Mike Shawaryn Benefits From Rotation Routine
A less-than-dominant junior year at Maryland left righthander Mike Shawaryn on the board in the fifth round of the 2016 draft. That’s when the Red Sox pounced.
Boston believed he had more upside in his arsenal than he had shown as a junior because he was pitching to contact in order to work deeper in games.
One year earlier, Shawaryn looked like a potential early-round pick based on his standout sophomore year and solid showing for Team USA.
Shawaryn struggled in spring training, which convinced the Red Sox to let him gain comfort in a five-day routine at low Class A Greenville. His first start of the year was dismal. He yielded nine runs in just two innings.
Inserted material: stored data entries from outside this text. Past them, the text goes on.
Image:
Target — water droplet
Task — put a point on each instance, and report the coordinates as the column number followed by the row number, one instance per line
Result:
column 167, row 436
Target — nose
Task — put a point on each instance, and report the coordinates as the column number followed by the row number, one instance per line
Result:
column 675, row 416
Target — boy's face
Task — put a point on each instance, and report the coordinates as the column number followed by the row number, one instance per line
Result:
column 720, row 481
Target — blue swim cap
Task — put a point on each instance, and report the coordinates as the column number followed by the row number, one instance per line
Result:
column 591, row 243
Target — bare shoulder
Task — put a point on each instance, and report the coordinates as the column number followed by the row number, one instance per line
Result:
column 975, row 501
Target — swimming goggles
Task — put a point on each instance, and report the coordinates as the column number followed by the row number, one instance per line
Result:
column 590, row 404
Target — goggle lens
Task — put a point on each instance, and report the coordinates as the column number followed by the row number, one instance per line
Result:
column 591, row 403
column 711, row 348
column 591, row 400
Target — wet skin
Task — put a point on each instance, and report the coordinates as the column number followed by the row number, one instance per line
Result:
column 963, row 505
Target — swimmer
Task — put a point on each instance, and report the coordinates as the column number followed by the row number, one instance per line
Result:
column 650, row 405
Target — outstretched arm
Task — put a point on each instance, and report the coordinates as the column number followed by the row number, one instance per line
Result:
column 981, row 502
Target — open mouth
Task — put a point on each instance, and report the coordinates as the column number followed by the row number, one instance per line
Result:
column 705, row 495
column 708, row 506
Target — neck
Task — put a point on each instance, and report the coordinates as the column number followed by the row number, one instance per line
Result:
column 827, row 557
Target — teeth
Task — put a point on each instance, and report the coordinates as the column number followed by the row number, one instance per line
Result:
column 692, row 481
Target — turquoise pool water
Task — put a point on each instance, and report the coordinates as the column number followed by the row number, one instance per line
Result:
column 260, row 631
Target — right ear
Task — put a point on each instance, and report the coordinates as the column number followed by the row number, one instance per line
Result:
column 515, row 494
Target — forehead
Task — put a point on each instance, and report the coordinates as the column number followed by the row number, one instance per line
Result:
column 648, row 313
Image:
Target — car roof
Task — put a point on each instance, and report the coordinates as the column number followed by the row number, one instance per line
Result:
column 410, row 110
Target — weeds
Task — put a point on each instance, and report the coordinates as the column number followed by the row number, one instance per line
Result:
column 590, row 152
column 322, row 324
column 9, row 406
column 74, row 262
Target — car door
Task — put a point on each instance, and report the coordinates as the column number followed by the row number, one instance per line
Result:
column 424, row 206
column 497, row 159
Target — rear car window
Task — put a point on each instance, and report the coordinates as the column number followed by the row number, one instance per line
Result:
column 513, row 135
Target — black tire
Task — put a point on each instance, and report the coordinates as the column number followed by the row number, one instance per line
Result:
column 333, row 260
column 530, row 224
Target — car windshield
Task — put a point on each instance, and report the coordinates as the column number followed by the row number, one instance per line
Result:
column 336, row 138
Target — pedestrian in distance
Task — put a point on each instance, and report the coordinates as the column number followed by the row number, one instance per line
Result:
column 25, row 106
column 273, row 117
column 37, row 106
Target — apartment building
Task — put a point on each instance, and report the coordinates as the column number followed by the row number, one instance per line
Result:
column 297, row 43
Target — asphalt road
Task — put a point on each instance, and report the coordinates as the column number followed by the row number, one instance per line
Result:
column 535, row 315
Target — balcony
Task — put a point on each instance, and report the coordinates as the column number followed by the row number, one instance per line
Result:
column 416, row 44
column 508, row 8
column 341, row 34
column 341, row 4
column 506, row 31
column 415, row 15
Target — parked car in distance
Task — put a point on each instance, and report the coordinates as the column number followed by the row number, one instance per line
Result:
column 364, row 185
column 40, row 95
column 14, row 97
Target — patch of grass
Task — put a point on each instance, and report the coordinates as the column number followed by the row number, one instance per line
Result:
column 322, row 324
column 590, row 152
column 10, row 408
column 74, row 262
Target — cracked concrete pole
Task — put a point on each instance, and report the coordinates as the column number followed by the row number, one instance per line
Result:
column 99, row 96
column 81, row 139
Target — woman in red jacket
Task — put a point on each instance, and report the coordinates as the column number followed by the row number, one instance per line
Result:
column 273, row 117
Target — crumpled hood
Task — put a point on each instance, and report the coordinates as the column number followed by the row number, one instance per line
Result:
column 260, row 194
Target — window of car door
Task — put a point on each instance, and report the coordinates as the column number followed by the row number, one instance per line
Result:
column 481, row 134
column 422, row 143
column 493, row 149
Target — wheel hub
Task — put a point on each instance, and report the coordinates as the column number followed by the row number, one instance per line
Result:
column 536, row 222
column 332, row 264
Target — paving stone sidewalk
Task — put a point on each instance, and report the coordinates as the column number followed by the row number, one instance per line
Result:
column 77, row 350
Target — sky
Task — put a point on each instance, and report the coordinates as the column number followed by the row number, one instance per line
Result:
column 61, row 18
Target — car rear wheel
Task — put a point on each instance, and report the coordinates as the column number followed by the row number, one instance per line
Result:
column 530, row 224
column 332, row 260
Yet over his next seven starts, Shawaryn forged a 1.85 ERA with 56 strikeouts and seven walks in 39 innings. That run included a 12-strikeout game.
"He’s been getting progressively better and better,” Greenville manager Darren Fenster said.
While Shawaryn’s low-90s fastball isn’t overpowering, the 22-year-old has shown the ability to command it as a means of setting up a hard, mid- to high-80s slider that batters have chased out of the strike zone.
"The harder the better,” Shawaryn said of his slider.
He complements those primary weapons with a changeup that has elicited some swings and misses and an occasional cutter, though he acknowledged that the slider and cutter sometimes run together.
The Red Sox believe Shawaryn has a chance to develop as a starter given his pitch mix and the deception he creates through an low three-quarters arm slot in which he cocks his elbow behind his head.
At the least, he will be an early-season candidate to move to high Class A Salem, particularly given his initial performance.